Let me be clear on one point: I can't predict the short-term movements of the stock market. What is likely, however, is that the market will move higher, perhaps substantially so, well before either sentiment or the economy turns up.
A little history here: During the Depression, the Dow hit its low, 41, on July 8th, 1932. Economic conditions, though, kept deteriorating until Franklin D Roosevelt took office in March 1933. By that time, the market had already advanced 30 per cent. Again, in the early 1980s, the time to buy stocks was when inflation raged and the economy was in the tank. In short, bad news is an investor's best friend. It lets you buy a slice of America's future at a marked-down price.
Over the long term, the stock market news will be good. In the 20th century, the US endured two World Wars and other traumatic and expensive conflicts; the Depression; a dozen or so recessions; oil shocks; a flu epidemic; and the resignation of a disgraced president. Yet the Dow rose from 66 to 11,497.
You might think it would have been impossible for an investor to lose money during a century marked by such gain. But some investors did. The hapless ones bought stocks only when they felt comfort in doing so and then proceeded to sell when the headlines made them queasy.
Today people who hold cash equivalents feel comfortable. They shouldn't. They have opted for a terrible long-term asset, one that pays virtually nothing and is certain to depreciate in value. Indeed, the policies that governments will follow in efforts to alleviate the current crisis will probably prove inflationary and therefore accelerate declines in the real value of cash accounts.
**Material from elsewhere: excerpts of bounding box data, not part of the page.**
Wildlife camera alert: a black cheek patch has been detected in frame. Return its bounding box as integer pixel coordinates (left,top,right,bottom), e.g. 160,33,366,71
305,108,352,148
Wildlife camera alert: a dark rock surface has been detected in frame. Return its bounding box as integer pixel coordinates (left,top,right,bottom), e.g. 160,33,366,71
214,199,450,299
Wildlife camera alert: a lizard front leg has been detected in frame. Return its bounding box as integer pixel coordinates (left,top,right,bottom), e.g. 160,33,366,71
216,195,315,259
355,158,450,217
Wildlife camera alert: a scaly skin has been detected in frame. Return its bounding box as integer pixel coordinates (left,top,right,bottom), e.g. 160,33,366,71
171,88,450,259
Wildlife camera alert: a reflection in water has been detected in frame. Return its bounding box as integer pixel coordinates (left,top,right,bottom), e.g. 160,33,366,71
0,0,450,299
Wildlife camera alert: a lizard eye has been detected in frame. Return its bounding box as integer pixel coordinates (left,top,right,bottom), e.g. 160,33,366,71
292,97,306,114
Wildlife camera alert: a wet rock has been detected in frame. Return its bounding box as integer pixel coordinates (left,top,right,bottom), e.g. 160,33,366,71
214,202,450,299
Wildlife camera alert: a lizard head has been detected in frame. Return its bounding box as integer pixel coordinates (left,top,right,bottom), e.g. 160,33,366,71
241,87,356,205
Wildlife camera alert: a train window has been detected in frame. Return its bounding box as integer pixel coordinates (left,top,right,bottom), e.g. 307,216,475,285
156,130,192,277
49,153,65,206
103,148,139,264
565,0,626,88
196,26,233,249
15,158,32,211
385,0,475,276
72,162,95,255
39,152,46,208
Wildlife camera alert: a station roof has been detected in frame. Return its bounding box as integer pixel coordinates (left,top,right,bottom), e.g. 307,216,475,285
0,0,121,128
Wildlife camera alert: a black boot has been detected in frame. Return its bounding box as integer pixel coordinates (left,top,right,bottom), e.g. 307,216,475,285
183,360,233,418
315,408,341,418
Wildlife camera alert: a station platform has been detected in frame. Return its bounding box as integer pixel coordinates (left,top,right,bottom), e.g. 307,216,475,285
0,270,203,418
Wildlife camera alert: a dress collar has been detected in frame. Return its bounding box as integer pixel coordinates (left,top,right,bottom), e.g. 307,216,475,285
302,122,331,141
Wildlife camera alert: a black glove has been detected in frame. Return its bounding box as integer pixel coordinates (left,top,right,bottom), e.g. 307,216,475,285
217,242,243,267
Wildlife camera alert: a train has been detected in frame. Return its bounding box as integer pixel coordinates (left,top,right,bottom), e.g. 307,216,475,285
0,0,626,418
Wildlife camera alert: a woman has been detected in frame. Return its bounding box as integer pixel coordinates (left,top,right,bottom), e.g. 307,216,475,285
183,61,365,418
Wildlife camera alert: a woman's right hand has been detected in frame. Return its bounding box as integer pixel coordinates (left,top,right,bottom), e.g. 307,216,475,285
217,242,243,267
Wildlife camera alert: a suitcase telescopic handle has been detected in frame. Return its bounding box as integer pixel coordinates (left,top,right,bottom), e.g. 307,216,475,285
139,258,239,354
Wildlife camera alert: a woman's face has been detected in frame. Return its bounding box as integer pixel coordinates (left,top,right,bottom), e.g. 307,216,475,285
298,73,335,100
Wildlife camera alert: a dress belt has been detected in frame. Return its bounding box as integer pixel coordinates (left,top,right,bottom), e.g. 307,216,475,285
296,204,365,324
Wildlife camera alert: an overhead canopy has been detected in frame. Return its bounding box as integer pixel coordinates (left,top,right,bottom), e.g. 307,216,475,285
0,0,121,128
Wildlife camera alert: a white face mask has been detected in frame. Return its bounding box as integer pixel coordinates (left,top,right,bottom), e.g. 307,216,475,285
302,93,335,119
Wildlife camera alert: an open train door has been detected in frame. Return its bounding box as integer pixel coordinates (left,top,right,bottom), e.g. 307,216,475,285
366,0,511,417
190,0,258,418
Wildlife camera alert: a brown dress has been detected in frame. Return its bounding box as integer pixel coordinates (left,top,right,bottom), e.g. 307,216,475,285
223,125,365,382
Equities will almost certainly outperform cash over the next decade, probably by a substantial degree. Those investors who cling now to cash are betting they can efficiently time their move away from it later. In waiting for the comfort of good news, they are ignoring the great Canadian ice hockey player Wayne Gretzky's advice: "I skate to where the puck is going to be, not to where it has been."
Again I emphasise that I have no idea what the market will do in the short term. Nevertheless, I'll follow the lead of a restaurant that opened in an empty bank building and then advertised: "Put your mouth where your money was."
Today my money and my mouth both say equities.